In 2000 the CMP embarked on series of video workshops with members of the Organization of Campesino Environmentalists (O.C.E.), who are located in the mountain range of Petatlán. The CMP collaborated with Miguel Augustin Pro Juarez Human Rights Center to produce Defending the Forests: The Struggle of the Campesino Environmentalists of Guerrero. The video was an integral part of the international campaign to free jailed OCE activists, Rodolfo Montiel and Teodoro Cabrera and was distributed by Amnesty International, the Sierra Club and Greenpeace.

The OCE has also opened an office in the town of Petatlán where the CMP is currently conducting video production workshops, equipping four more communities with video equipment.

In Summer 2001, the CMP began video workshops in the montaña region where most of Guerrero’s indigenous communities are located. These workshops are organized through the Human Rights Center of the Montaña, Tlachinollan, in Tlapa, Guerrero. The CMP together with Tlachinollan in 2002 received a three year grant from the MacArthur Foundation to systematically document human rights abuse cases in the montaña region. This grant is a unique opportunity that will allow for the first time this type of documentation that will invaluable in prosecuting these abuse and will help draw international attention to the serious human rights situation in Guerrero.

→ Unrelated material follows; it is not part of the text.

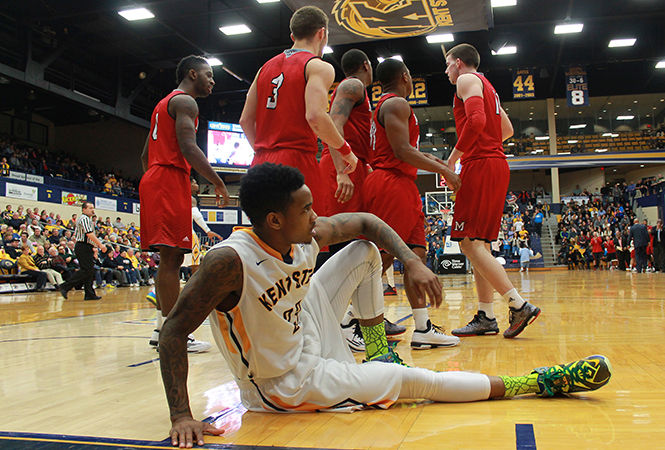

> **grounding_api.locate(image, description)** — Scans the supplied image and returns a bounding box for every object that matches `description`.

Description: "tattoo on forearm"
[159,248,242,419]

In 2001 the Chiapas Media Project also began working with the Indigenous Community Police (ICP) in the costa-montaña region of Guerrero. Faced with injustice and corruption, 42 Mixteco and Tlapaneco communities in the Costa- Montaña region of Guerrero established the ICP in 1995. Based on their traditional justice system, the ICP is a volunteer organization elected by regional assembly. Since the ICP has been operational, crime has dropped substantially, organized crime has nearly disappeared, and corruption within public security is non-existent. Instead of supporting the ICP, the government has publicly attacked them, claiming that they function outside of the law.

The CMP recently finished producing a video on the ICP, Reclaiming Justice: Guerrero’s Indigenous Community Police. The video is currently being distributed internationally with screenings at the Smithsonian National Museum of the American Indian, various universities and film and video festivals.